We recently published an article by Dr. Cheung (@ThermalDoc) highlighting various methods of feedback (or not getting feedback) and how these affect our ability to perform.

What are some tricks you use to find your peak performances?

One of my points that I focus on includes finding a point in the workout/ride/race, no matter how hard I’m going, where I can smile and really enjoy what is happening at that point. I’ve never had a bad workout or race when that happens. And it takes my mind off the computer/numbers and allows me to ride by feel.

Coach Ryan

I’ve got a general “rule” to wave or at least smile at everyone I see, gets me out of myself and changes my mood most of the time. I started doing that after watching Natasha Badman win Ironman’s while smiling almost the whole time.

To go internal I’ll use some box breathing techniques. In 2, hold 2, out 2 or whatever count I can sustain for intensity. It will lower HR and increase HRV fairly consistently. Figured it out doing meditation with the chest strap on and gave it a shot on the bike.

If it’s really hard I’ll do a mantra with the breath - (In) Arising, Abiding, (Out) Changing, Ceasing. Like all things, the pain and suffering is temporary and will change and then stop. This mile might be hard and the next mile could feel good. That happens all the time, so refocusing on the impermanence and transient nature of the suffering helps.

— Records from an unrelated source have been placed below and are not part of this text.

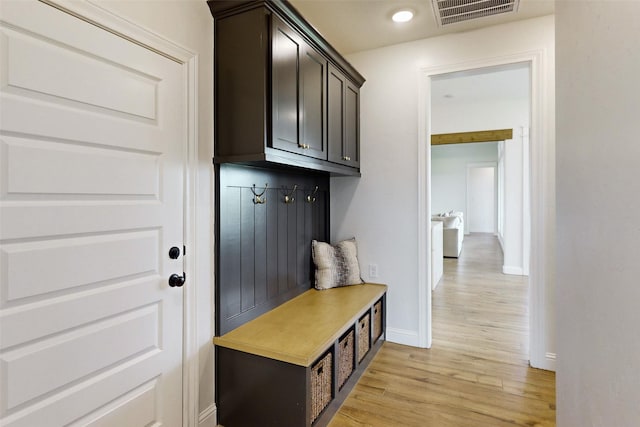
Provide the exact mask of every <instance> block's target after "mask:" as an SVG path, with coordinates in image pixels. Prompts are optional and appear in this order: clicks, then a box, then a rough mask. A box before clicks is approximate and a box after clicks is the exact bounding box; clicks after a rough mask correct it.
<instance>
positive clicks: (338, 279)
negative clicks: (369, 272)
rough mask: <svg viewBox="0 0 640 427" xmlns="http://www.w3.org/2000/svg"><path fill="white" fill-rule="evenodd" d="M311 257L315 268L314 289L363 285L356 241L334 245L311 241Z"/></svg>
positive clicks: (341, 241) (353, 239) (351, 241)
mask: <svg viewBox="0 0 640 427" xmlns="http://www.w3.org/2000/svg"><path fill="white" fill-rule="evenodd" d="M311 255H312V257H313V263H314V264H315V266H316V283H315V287H316V289H330V288H335V287H338V286H348V285H357V284H360V283H363V281H362V279H361V278H360V266H359V265H358V249H357V246H356V239H350V240H343V241H341V242H339V243H337V244H335V245H330V244H328V243H325V242H318V241H317V240H313V241H312V242H311Z"/></svg>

If all else fails, it becomes an exercise in gratitude and perspective. How many people can’t ride a bike for whatever reason, so even my worst ride is something than someone somewhere would wish they could do. My 80 year old self will one day wish he could do what my 42 year old self can do today too.

What Doug says, especially the gratitude part. I have the opportunity and honor to be able to ride a bike. Not everyone that wants to can.

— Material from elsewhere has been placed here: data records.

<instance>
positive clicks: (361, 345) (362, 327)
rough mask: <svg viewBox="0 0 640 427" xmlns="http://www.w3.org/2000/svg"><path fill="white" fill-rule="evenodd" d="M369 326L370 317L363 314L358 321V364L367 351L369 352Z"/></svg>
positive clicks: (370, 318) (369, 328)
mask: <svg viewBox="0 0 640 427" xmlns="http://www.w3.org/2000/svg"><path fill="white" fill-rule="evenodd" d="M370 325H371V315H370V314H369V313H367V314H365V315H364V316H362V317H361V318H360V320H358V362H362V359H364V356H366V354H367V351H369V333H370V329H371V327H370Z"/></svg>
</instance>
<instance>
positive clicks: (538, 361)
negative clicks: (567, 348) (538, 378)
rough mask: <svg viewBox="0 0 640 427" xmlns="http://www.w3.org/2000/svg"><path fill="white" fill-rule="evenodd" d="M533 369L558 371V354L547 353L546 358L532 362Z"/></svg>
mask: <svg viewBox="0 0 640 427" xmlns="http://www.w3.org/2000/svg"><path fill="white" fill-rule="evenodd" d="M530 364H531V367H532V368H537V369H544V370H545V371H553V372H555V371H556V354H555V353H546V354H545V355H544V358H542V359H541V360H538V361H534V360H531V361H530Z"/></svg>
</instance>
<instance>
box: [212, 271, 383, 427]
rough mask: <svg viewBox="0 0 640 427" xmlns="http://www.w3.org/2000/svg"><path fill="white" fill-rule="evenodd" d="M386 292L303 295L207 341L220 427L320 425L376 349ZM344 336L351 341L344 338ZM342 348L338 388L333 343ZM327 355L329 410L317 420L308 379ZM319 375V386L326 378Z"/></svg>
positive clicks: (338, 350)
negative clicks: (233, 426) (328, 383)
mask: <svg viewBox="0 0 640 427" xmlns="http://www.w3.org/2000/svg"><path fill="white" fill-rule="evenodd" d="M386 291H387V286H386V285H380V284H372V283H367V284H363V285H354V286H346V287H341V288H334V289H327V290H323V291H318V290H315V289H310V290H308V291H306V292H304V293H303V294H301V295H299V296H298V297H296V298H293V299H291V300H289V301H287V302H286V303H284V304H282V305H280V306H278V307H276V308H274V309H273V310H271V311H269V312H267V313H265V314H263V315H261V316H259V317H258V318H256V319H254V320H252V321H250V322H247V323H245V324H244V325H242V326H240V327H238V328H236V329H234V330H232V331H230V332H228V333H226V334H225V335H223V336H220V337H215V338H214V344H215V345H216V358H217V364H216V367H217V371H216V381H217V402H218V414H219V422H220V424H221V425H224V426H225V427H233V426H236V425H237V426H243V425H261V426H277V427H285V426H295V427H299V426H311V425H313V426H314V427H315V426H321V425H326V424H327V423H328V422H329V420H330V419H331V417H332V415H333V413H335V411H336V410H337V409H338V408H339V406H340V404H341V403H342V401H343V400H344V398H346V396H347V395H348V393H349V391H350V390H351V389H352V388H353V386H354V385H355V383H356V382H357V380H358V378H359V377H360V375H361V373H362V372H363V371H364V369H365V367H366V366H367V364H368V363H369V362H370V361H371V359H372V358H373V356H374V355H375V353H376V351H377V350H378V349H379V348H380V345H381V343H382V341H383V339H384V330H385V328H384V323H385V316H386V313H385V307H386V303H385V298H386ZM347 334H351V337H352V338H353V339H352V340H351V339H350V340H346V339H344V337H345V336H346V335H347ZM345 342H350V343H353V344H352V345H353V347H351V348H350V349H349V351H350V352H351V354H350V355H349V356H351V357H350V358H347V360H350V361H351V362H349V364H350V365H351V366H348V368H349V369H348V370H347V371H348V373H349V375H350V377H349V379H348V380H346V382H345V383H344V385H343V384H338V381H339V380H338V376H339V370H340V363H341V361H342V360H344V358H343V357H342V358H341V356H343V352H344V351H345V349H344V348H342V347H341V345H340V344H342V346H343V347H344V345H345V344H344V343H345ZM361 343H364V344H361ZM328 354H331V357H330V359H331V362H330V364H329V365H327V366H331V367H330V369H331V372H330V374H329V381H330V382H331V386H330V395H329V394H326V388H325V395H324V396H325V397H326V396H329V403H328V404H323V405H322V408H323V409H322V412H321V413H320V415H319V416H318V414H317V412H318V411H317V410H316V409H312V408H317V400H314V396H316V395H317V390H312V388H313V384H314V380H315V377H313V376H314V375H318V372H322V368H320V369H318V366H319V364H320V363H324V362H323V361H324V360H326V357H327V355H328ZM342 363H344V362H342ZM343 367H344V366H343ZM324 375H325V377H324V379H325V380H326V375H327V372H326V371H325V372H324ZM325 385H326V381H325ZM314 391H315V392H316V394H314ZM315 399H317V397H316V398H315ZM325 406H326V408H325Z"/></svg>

No one is forcing my to do this. I choose to ride if only for enjoyment, the feel of the wind in my face, mental health, etc. If I am not having fun (even type 2 fun), enjoying the growth process (physical or mental), or experience (outside on a beautiful day), why am I riding? There’s something better I could be doing. I sound like I’ve been listening to Cycling in Alignment too much. Colby has some very philosophical musings.

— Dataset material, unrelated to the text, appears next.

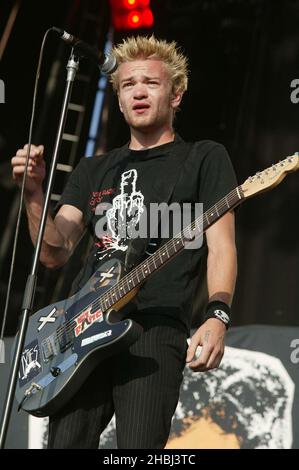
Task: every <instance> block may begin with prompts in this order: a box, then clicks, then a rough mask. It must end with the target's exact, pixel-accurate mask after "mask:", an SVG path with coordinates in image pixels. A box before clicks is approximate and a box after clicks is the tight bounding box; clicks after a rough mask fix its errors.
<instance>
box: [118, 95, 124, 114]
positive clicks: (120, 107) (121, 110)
mask: <svg viewBox="0 0 299 470" xmlns="http://www.w3.org/2000/svg"><path fill="white" fill-rule="evenodd" d="M117 99H118V106H119V109H120V110H121V112H122V113H123V107H122V105H121V102H120V99H119V93H117Z"/></svg>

All that being said, the competitor in me wants to push my body to see what I’m capable of. Beating others occasionally is nice too! Apparently, I’m a complex person.

What’s the best exercise? Whatever you’re willing to do! Sure beats being a couch potato, although there is a time for that too!

1 Like

@Schils and @douglashilbert great points! The gratitude suggestion is huge. I’ve made that a point with a number of athletes over the years too. Especially juniors as they tend to take their 12 pound carbon-everything bike and abilities for granted, so it’s always good to try and keep them a little grounded.

I’ll never forget one of the ProXCT events in Bonelli, CA from a number of years ago. I was watching the start of the men’s race, and it was a pretty big turnout because Nino Schurter was there that year. The coolest thing was when about 5 seconds before the start I saw him crack this smile. Everyone else was completely tense and had their game faces on. But you knew he was there to do what he loves doing, and it showed.

Coach Ryan

Cool story about Nino! You can’t be that good without loving it!

When I did road racing I used to get so nervous and stressed before races. Will I get dropped? Will I crash? Will I be injured? Despite being one of the stronger racers in my area by the numbers I very rarely performed well in races. Funnily, I almost never have nerves before ‘cross races and I am able to go to the start with a smile on my face no matter the conditions (perhaps even moreso when the conditions are horrible). And I am consistently able to perform well in those races.

My personal technique for staying relaxed is focusing on the tension in my jaw. During races or hard training I will let my jaw hang slack. When negotiating tricky technical features or sneaking around other racers I usually whistle a little tune. You can’t whistle when you’re tense. It’s weird but it helps me relax and focus.